Everywhere in the Saharan and sub-Saharan zones of Africa, the original blues generates updated expressions, adapted to a shared global culture. Since Nass El Ghiwane and Hasna el Becharia pioneered the approach in the 1970s, many artists have adapted the rich heritage of Gnawi, Tuareg, Amazigh, and Berber cultures. At the turn of the century, Tinariwen became a group of international renown, followed by Bombino, Terakaft, Etran Finatawa, Gnawa Diffusion, and Hindi Zahra, to name but a few artists living in North Africa or the West. Now it’s the turn of the Franco-Moroccan group Bab L’Bluz to make their mark. As they geared up for Mundial Montréal, Yousra Mansour and Brice Bottin, founding members of the noteworthy quartet, answered questions from PAN M 360.
PAN M 360: What is your angle of attack? What sets you apart from your predecessors and contemporaries?

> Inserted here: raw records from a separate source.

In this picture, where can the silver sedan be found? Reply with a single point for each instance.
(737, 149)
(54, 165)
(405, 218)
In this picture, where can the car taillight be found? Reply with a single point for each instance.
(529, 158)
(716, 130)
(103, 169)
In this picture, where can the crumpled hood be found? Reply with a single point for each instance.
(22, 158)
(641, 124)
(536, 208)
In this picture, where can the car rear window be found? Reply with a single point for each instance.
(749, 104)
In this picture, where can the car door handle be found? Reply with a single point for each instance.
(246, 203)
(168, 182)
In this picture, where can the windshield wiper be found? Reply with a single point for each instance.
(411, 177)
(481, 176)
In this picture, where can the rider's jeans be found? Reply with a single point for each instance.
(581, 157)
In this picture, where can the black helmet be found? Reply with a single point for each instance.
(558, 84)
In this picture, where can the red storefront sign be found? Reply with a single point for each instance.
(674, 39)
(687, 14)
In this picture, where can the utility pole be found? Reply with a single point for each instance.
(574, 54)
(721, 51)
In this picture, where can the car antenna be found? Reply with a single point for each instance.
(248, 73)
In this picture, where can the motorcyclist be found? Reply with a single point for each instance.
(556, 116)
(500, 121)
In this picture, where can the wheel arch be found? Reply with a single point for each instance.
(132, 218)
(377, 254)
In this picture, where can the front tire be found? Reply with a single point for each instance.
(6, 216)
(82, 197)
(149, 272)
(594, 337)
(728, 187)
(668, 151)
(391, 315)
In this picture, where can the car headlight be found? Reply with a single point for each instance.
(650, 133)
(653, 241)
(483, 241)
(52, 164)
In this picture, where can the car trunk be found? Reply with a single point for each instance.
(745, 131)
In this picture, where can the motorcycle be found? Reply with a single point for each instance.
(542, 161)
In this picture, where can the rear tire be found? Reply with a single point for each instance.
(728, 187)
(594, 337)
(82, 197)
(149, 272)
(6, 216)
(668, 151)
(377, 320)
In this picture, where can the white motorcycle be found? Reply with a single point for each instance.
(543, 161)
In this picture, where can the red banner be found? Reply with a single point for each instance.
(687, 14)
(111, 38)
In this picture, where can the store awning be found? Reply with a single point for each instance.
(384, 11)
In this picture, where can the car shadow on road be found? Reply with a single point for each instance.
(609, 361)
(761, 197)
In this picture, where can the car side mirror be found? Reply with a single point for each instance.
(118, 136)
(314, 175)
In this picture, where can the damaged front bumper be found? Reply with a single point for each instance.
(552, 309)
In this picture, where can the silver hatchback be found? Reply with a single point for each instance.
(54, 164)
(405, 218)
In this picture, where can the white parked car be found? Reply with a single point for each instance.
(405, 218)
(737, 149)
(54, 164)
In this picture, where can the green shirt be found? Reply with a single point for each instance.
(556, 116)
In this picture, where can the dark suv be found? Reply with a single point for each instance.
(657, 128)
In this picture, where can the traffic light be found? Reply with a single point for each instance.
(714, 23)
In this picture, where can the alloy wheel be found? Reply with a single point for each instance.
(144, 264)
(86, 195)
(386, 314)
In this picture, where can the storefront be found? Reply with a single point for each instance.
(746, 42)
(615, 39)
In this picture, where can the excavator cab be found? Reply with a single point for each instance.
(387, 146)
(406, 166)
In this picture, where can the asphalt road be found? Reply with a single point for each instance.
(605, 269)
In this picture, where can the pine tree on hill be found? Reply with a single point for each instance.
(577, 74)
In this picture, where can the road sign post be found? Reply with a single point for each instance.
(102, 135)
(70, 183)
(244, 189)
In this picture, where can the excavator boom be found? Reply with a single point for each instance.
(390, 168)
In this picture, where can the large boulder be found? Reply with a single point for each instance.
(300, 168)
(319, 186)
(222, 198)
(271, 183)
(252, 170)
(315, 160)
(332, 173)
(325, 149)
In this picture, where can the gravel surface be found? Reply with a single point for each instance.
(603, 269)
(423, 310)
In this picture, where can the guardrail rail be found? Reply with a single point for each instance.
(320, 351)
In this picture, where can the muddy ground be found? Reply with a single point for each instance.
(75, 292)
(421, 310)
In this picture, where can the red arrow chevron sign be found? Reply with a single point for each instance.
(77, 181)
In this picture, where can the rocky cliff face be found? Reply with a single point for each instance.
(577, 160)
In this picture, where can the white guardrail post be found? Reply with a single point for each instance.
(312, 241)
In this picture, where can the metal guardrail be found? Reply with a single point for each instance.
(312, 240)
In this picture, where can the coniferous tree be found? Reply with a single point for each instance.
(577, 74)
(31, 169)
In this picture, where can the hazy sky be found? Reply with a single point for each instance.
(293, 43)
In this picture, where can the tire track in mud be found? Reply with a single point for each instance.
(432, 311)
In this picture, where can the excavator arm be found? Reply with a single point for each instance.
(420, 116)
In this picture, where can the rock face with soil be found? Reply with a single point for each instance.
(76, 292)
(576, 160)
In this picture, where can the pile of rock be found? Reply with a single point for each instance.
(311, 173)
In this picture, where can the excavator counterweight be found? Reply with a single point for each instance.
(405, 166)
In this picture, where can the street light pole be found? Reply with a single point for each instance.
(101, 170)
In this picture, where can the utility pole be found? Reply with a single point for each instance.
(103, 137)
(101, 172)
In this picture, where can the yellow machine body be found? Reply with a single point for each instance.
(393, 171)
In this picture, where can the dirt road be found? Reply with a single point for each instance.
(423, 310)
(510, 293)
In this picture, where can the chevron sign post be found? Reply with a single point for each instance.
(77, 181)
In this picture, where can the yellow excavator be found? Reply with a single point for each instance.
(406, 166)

Yousra Mansour and Brice Bottin: We think our strong point is that we play music with many influences, different but, to us, similar, from psychedelic rock to chaâbi, or from hassani to gnawa. We aim to bring people together positively and get heads nodding in the various audiences we meet, wherever we go. That’s what our songs are about, love, peace, and respect. We also believe that what distinguishes us from our predecessors, who are highly respected, is that we don’t see ourselves as a fusion band, but rather as a rock band based on the concept of the power trio à la Jimi Hendrix, with guembri and awisha instead of bass and guitar, with an extra flute, and with a female leader.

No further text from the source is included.